This is an edited version of an article from the 23 October edition of TES. To read the full article and to subscribe to TES click here.
The idea persists that the best teachers eat, sleep and breathe the profession, working 10-hour days for the sheer love of it and cheerfully giving up evenings and weekends because teaching is their life.
I’d like to make the argument that you can be a good teacher even if school is only part of your life, rather than its all-consuming beating heart – and here's why:
- Teaching is a job that requires you to give of yourself no matter how many hours you do it for.
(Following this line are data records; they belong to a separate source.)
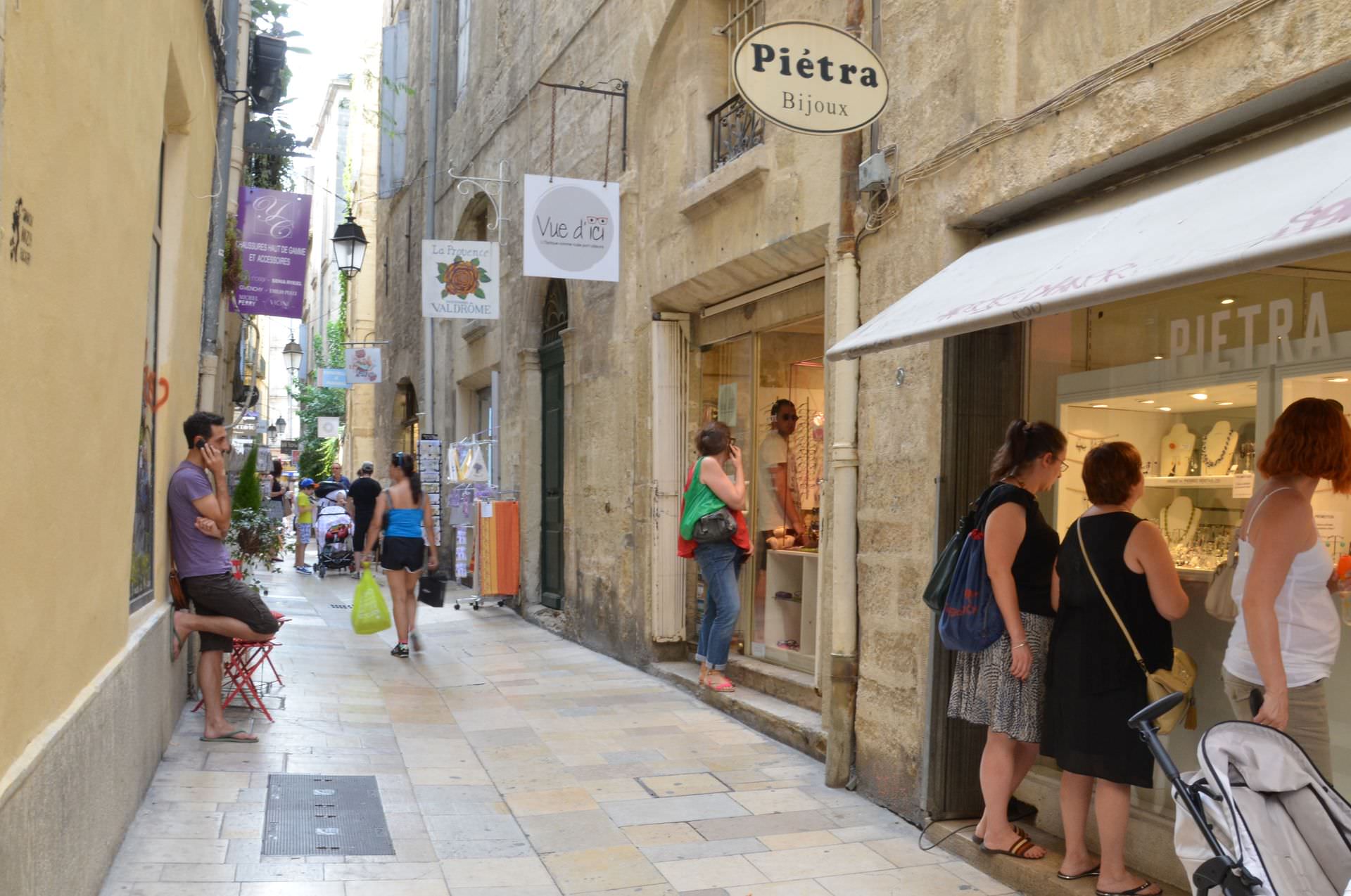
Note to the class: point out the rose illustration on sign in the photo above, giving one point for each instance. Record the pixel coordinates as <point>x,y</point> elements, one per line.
<point>462,279</point>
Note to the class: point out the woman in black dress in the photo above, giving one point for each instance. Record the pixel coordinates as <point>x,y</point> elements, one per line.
<point>1093,683</point>
<point>1001,687</point>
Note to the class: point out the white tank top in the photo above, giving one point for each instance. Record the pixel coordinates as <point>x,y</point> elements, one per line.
<point>1308,621</point>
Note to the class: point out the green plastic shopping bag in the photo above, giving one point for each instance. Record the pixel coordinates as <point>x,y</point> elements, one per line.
<point>369,612</point>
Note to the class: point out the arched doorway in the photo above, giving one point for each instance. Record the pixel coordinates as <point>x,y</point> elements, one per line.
<point>552,432</point>
<point>405,417</point>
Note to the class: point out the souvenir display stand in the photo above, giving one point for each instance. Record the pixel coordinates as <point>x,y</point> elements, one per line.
<point>487,523</point>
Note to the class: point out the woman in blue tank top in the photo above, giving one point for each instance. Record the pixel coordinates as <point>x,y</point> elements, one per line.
<point>405,513</point>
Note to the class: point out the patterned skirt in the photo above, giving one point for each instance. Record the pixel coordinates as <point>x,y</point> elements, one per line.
<point>984,691</point>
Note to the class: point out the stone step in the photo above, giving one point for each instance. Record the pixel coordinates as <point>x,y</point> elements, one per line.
<point>787,684</point>
<point>1025,876</point>
<point>780,719</point>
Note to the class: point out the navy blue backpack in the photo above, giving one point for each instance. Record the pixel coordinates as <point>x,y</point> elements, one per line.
<point>972,620</point>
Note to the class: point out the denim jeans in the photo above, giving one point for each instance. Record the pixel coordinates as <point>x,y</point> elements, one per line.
<point>719,563</point>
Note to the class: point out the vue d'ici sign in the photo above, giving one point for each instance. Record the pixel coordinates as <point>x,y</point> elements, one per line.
<point>810,77</point>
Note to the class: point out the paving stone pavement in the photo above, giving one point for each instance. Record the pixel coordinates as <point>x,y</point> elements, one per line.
<point>511,763</point>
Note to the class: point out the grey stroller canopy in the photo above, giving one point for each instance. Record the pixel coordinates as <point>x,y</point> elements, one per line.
<point>1274,813</point>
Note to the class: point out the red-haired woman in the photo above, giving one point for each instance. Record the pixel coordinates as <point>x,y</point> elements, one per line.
<point>1285,639</point>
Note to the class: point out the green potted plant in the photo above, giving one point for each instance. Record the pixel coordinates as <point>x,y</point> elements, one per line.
<point>253,535</point>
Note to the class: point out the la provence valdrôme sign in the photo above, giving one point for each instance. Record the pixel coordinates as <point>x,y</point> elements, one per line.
<point>810,77</point>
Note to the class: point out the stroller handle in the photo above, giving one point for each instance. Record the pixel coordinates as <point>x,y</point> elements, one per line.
<point>1154,710</point>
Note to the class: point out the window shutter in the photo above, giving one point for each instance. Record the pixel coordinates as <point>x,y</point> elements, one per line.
<point>387,111</point>
<point>393,105</point>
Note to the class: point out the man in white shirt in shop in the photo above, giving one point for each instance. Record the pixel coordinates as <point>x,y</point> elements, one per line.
<point>777,502</point>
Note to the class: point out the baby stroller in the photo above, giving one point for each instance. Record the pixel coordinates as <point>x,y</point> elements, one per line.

You can’t simultaneously talk Sasha down from her spelling-related meltdown, fix Liam’s broken glasses and lead your class in a rousing version of Un kilomètre à pied without it taking its toll.
- I have found that I can give the best parts of myself to teaching only if I’m not doing it all the time. For me, spending a couple of days a week in quieter, calmer pursuits means the children I teach deal with kind, in-possession-of-a-sense-of-humour, creative Mrs Bradford rather than the snappy, robotic version.
- There are benefits to having some staff who spend part of their week honing other skills. For me, freelance writing has been a fantastic tool to motivate some of my English group as I can prove that not only do the texts they are reading and writing have real-life significance, but my passion for the subject does, too.
- Similarly, children need role models. Teachers can be fantastic ones, but it’s not actually that helpful for them to believe we sleep in our stock cupboards. The children I teach know I pursue different goals on the days I’m not in the classroom and I think it’s a good thing.
- Those teachers who are also stay-at-home parents rarely balk at bodily fluids, meaning there’s always someone resigned to, if not exactly happy about, clearing up the vomit on school trips.
- At primary school, one part-time teacher almost always means two part-time teachers. Currently my job-share partner and I bring very different things to the table. She’s a rugby player with a passion for PE, whereas I can hardly catch a ball. She’s organised, whereas I’m spontaneous. Our new class have found themselves with two perspectives and personalities this autumn.
Ultimately it’s about the focus and passion you show when you’re there, not how many hours you work. Just as I love my husband even when he’s not at my side, the truth is that I love my teaching job – even when I’m not doing it.